Oct. 11 — Alcoa Inc. will pay $150 million to bolster the funding of its two largest pension plans, covering more than 83,000 people, the PBGC announced.

The agreement with the Pension Benefit Guaranty Corporation to make the payments, announced Oct. 11, was arranged under the agency’s Early Warning Program. Under that program, the agency monitors companies with large, underfunded pension plans for corporate transactions that could harm plans and their participants.

The PBGC said it became concerned about the plight of the Alcoa pensions after the company announced in September 2015 that it would split itself into two pieces: Alcoa Corp., a producer of bauxite, alumina and aluminum products, and Arconic Inc., a maker of high-performance materials and products for such industries as automotive and aerospace.

The transaction was expected to leave Arconic saddled with $9 billion in long-term debt, the agency said. This, coupled with the poor financial condition of the combined entities’ two largest plans, created the potential for additional risk to the company and its pension plans, the PBGC said.

“Alcoa approached us before announcing their intent to split the company, and it gave us the opportunity to have a constructive dialogue about their plans. We hope that all sponsors would partner with us like Alcoa so that, together, we can ensure that workers and retirees have the best retirement possible,” PBGC Director W. Thomas Reeder told Bloomberg BNA in an e-mail Oct. 11.

The United Steelworkers also announced Oct. 11 that it had reached an agreement with Alcoa on the effects of the company’s pending separation into the two independent, publicly traded businesses.

The PBGC, through its pension insurance program, serves as a backstop to provide a minimum level of benefits for those participating in plans that can’t pay their benefit obligations. If the agency identifies a problem transaction, it can threaten to bring involuntary termination proceedings against an uncooperative employer.

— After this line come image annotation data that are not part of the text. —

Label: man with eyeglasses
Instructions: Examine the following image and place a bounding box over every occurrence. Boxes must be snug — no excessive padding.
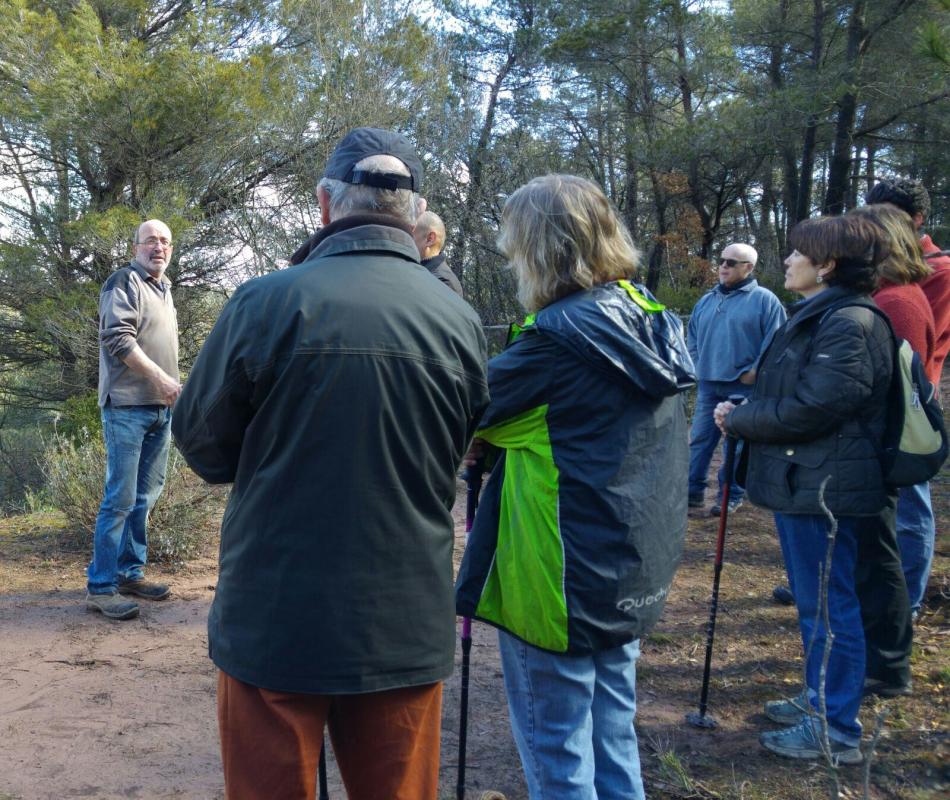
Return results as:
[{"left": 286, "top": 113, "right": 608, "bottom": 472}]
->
[
  {"left": 687, "top": 243, "right": 785, "bottom": 516},
  {"left": 86, "top": 219, "right": 181, "bottom": 619}
]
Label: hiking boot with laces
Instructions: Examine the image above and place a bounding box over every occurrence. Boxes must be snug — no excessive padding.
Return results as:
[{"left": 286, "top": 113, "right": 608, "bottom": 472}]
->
[
  {"left": 86, "top": 592, "right": 139, "bottom": 619},
  {"left": 765, "top": 692, "right": 810, "bottom": 725},
  {"left": 759, "top": 719, "right": 864, "bottom": 764},
  {"left": 119, "top": 579, "right": 171, "bottom": 600}
]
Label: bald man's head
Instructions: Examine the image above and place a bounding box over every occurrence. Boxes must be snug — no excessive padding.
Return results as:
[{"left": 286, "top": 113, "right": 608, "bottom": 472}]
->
[
  {"left": 719, "top": 242, "right": 759, "bottom": 286},
  {"left": 412, "top": 211, "right": 445, "bottom": 261}
]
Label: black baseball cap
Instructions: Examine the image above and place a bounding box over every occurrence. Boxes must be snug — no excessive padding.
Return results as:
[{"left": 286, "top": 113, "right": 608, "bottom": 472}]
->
[{"left": 323, "top": 128, "right": 422, "bottom": 192}]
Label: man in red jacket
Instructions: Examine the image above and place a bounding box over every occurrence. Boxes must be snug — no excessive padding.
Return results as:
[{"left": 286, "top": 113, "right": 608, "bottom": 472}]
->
[{"left": 865, "top": 178, "right": 950, "bottom": 628}]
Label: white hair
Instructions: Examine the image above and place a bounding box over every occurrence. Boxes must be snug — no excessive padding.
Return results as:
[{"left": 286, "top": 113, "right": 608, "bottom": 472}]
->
[{"left": 318, "top": 155, "right": 419, "bottom": 225}]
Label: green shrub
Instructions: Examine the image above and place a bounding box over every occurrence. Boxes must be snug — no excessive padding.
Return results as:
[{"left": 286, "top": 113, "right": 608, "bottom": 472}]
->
[
  {"left": 43, "top": 431, "right": 226, "bottom": 563},
  {"left": 56, "top": 392, "right": 102, "bottom": 444}
]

The agreement under the Early Warning Program follows similar ones with Sears and Safeway Inc. The PBGC reached an agreement in March covering about 200,000 Sears employees. In February 2015, Safeway, an affiliate of Cerberus Capital Management LP, agreed to make $212 million in additional contributions benefiting some 54,000 employees. In April 2014, an agreement with Saint-Gobain Containers Inc. required the employer to add $207.5 million to its pensions.